A Letter from Ayse Bugra to her Husband
From the Free Osman Kavala Website:
Prof. Ayşe Buğra wrote a letter to her husband Osman Kavala who is now in prison. The letter by Buğra was published in the newspaper Cumhuriyet on December 31, 2017. Below is the translation of the original text:
For the first time in 30 years, it looks as if we won’t be spending the New Year’s night together. Today is December 29, and I still say, “it looks as if”, because I find this so strange. Nowadays, everything in our lives is strange. One of the things, among others, that I could not grasp about this custody situation is that I cannot write to you. I had to accept speaking through a phone behind a glass, but I couldn’t accept writing a letter to you that I knew would not be returned. For this reason, I liked this idea of writing to you through Cumhuriyet; I don’t know how to thank the newspaper.

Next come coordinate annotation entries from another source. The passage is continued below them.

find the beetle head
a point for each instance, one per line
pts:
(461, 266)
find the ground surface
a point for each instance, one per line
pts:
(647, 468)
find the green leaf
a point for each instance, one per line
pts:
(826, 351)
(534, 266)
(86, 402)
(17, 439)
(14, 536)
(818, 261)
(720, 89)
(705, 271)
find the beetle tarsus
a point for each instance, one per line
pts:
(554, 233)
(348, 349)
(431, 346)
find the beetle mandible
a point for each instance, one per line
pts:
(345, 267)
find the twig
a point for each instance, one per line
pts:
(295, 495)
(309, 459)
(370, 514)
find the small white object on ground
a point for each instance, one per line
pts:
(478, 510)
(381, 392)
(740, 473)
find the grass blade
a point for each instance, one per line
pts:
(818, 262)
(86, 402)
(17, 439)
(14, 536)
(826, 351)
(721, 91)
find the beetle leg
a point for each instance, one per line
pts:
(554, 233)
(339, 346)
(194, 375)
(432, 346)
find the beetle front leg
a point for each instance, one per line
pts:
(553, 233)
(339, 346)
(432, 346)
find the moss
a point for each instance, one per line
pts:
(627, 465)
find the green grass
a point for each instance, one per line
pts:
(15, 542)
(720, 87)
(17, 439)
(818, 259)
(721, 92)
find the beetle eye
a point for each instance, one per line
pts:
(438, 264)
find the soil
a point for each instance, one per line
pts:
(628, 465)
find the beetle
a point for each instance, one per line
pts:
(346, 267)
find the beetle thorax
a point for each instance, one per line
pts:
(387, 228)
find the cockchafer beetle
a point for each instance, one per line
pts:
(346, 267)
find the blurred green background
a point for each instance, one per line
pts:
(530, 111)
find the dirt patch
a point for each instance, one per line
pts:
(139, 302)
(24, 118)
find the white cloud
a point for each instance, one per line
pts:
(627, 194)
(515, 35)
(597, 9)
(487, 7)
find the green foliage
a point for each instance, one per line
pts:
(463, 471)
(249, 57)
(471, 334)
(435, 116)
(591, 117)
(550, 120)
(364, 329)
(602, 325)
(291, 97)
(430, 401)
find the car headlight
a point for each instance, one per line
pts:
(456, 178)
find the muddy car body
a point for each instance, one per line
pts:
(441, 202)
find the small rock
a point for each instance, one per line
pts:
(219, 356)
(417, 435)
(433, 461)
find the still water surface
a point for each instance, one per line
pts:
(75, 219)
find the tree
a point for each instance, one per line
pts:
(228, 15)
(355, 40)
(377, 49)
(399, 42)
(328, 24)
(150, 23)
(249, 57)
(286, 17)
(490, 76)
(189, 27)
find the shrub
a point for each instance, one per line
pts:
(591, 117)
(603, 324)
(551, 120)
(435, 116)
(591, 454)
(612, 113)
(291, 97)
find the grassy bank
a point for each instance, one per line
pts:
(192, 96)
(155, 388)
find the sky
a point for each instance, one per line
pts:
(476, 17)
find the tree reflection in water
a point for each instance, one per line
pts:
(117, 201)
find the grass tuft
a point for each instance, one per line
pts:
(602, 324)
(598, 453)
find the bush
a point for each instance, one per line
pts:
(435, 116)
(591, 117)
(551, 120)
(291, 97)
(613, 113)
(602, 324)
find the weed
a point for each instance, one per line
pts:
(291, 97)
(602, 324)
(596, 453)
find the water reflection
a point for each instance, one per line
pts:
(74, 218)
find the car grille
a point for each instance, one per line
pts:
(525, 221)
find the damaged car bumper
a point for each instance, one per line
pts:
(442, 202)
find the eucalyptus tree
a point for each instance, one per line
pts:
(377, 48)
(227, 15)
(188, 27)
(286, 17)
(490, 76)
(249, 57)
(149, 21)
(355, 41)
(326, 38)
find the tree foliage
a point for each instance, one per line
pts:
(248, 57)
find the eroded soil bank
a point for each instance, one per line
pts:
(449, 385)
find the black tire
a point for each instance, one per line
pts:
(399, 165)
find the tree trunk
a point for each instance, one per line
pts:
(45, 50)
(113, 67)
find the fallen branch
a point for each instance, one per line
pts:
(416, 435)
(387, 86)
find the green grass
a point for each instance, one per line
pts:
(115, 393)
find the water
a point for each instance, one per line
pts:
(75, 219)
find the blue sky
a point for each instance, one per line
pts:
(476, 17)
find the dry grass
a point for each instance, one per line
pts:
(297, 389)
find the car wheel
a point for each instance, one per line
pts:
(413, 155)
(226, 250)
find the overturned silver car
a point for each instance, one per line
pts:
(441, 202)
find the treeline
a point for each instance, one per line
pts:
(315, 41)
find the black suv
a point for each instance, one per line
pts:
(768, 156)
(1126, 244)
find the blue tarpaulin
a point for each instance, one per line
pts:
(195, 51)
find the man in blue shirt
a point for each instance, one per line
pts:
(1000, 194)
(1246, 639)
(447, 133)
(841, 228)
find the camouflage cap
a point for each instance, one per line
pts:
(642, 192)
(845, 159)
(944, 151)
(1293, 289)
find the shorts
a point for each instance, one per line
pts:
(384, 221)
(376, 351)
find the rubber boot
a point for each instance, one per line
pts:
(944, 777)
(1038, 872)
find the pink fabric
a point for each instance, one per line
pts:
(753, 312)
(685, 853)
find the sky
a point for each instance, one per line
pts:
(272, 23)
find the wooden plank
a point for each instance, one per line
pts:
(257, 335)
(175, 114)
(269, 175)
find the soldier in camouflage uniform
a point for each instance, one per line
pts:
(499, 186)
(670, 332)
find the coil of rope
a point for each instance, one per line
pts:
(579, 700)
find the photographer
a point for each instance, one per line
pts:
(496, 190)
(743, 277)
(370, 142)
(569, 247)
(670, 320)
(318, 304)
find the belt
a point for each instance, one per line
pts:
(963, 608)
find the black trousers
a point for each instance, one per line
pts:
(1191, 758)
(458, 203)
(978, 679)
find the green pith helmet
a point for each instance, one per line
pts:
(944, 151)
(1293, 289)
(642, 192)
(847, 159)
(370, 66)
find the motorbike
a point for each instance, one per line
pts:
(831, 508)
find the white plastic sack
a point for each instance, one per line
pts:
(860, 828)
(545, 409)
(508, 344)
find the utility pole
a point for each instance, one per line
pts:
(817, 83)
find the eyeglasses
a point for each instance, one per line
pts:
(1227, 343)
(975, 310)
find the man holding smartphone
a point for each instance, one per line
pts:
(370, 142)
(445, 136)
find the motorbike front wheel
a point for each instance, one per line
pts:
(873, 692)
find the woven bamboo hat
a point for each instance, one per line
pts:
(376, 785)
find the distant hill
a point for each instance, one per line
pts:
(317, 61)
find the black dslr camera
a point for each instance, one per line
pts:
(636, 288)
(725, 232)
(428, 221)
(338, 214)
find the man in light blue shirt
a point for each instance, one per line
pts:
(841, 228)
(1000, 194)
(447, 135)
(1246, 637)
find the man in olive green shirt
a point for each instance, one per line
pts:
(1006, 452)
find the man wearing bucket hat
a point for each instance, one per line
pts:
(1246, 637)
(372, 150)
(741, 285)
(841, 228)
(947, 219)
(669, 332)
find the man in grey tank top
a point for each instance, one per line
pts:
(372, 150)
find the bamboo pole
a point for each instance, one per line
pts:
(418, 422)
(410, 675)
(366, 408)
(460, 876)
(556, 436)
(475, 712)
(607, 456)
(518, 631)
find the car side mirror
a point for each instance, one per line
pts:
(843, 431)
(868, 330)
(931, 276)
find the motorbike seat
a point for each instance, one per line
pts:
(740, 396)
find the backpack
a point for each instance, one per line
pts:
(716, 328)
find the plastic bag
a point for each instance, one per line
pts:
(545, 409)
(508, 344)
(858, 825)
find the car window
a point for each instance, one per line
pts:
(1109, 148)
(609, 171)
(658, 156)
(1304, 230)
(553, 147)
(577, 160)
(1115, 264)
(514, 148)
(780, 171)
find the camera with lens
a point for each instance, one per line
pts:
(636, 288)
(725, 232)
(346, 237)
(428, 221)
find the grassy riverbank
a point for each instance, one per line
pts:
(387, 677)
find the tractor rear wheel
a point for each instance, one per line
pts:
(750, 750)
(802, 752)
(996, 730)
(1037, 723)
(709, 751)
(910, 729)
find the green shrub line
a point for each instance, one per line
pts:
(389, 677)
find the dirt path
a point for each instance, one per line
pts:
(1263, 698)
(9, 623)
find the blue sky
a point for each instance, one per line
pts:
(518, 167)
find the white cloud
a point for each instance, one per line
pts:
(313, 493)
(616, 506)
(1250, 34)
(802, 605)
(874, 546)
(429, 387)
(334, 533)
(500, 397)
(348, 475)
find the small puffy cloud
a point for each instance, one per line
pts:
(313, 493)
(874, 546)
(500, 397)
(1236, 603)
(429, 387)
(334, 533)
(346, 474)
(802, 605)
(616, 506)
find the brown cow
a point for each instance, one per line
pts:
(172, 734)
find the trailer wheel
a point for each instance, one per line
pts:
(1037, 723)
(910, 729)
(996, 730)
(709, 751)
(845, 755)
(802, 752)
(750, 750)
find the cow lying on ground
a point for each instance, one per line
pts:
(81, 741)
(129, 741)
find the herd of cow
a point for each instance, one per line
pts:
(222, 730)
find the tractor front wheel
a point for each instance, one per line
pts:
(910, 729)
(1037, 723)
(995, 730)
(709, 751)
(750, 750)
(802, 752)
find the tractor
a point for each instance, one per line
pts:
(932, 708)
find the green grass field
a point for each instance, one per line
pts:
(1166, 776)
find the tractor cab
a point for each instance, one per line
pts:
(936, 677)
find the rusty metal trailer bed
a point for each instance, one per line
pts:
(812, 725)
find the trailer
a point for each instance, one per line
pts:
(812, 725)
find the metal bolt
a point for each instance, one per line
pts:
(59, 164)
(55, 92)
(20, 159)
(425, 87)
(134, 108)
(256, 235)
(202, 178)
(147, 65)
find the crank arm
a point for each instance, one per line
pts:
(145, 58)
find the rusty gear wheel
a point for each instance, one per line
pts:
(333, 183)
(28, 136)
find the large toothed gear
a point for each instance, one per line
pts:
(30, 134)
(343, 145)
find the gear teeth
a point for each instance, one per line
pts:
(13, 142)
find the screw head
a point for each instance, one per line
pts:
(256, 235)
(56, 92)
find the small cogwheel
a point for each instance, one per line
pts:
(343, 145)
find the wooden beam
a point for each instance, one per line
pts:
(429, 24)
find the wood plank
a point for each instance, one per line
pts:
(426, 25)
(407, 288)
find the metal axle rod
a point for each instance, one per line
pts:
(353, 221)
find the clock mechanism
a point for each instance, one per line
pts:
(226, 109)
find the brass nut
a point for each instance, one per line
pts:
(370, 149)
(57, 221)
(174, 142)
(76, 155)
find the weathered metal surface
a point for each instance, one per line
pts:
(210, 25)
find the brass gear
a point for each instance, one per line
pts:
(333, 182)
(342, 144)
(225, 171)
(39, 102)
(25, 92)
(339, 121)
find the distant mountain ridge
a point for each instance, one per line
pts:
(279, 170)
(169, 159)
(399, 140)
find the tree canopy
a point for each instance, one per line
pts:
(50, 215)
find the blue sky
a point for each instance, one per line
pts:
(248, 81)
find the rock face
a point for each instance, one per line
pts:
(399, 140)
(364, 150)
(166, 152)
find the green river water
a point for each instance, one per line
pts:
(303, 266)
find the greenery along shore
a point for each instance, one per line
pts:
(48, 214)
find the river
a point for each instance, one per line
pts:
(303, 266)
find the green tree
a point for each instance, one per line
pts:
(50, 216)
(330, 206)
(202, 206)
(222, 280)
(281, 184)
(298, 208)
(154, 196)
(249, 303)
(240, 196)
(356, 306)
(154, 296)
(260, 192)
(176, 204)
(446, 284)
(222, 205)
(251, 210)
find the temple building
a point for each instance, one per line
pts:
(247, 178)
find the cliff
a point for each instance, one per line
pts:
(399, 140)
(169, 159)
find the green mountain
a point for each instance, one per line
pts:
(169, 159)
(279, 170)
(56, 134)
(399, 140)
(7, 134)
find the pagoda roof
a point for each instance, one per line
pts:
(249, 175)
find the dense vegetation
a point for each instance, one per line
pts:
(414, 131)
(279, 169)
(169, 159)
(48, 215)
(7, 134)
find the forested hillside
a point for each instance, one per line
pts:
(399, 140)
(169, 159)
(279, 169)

There you started reading the classics again. But you know what, quite a few people I talked to in the last few days told me they were doing the same. Both inside and outside, there seems to be an atmosphere that gives people the desire to read the classics again. As you know, I frequently re-read things that I had read during my childhood and could not comprehend. The last one was “Point Counter Point”, and I hope we will be free again before you get the chance to read it again. Aside from the classics, lately I have thought the most of Barnes’ “Noise of Time”, which I read the last summer. I don’t know whether it is translated into Turkish, but I think it could be translated as “Zamanın Uğultusu”. It tells the story of a person who tries to keep doing what he knows well as he knows it without leaving his homeland. Now while I am writing this, that folk song I love so much also comes to my mind: The sounds of the wilderness strike my head / Thoughts of my coy love block my path. The life of Shostakovich, the protagonist of Barnes’ novel, is a tragic one. But to some extent it is similar to the life of Montaigne, whose “Essays” you are reading now in there. Montaigne also lived in quite difficult times, as he tried to prevent Catholics and Protestants from killing each other and failed. In the end, the lives of both is a story of the same endeavor: to be as themselves and to live as themselves. Nevertheless, “Essays” that Montaigne wrote isolated in a tower is not like the “Noise of Time”, it is rather a heartwarming book; on my account, I am pleased that you have read the “Essays” over there.
The noises of the times are bad, but in the middle of those noises, there are also voices of clever, good, honest, courageous people. I try to hear only the latter voices and attempt to plug my ears to everything else. The voices that say, “He is always in my mind”, “I always think of him”, “is there anything I can do?”, “would you like something?”, “may I send a book?”, “if I write a letter would he receive it?”. There are many who want to write a letter, and there are also some who say “I wrote it though I know I cannot send it”. Some begin with a shy voice, asking “do I bother you”; some ask with a serious voice “is there a new development”; and others impatiently ask “when is he coming out?”. Especially on Thursdays, the day I come to see you each week, my phone starts ringing before noon and doesn’t stop till evening. “How is Osman Bey?”, “is Osman’s health well?”, “is his morale strong?”. I would like to store all these beautiful voices in a music box with angelic paintings and make you listen to them when you come out. That’s why I like the website for you. I think to myself, maybe you’ll take a look at it once you come out and will hear the voices I heard while reading it.
There are many who see the bad. Thanks to you, I have seen much goodness and beauty. Thank you for that and for everything. Now it is also strange to wish you “a happy new year”. But of course, I have hopes for us; when it comes to our hopes for Turkey and the world, they always remain the same. Let’s get good news this year; let there be no horrible news in the newspapers; let people not suffer so much, and let there be not so much sorrow; let reason, common sense, and humanity reach everybody… That’s it, what else is there to say?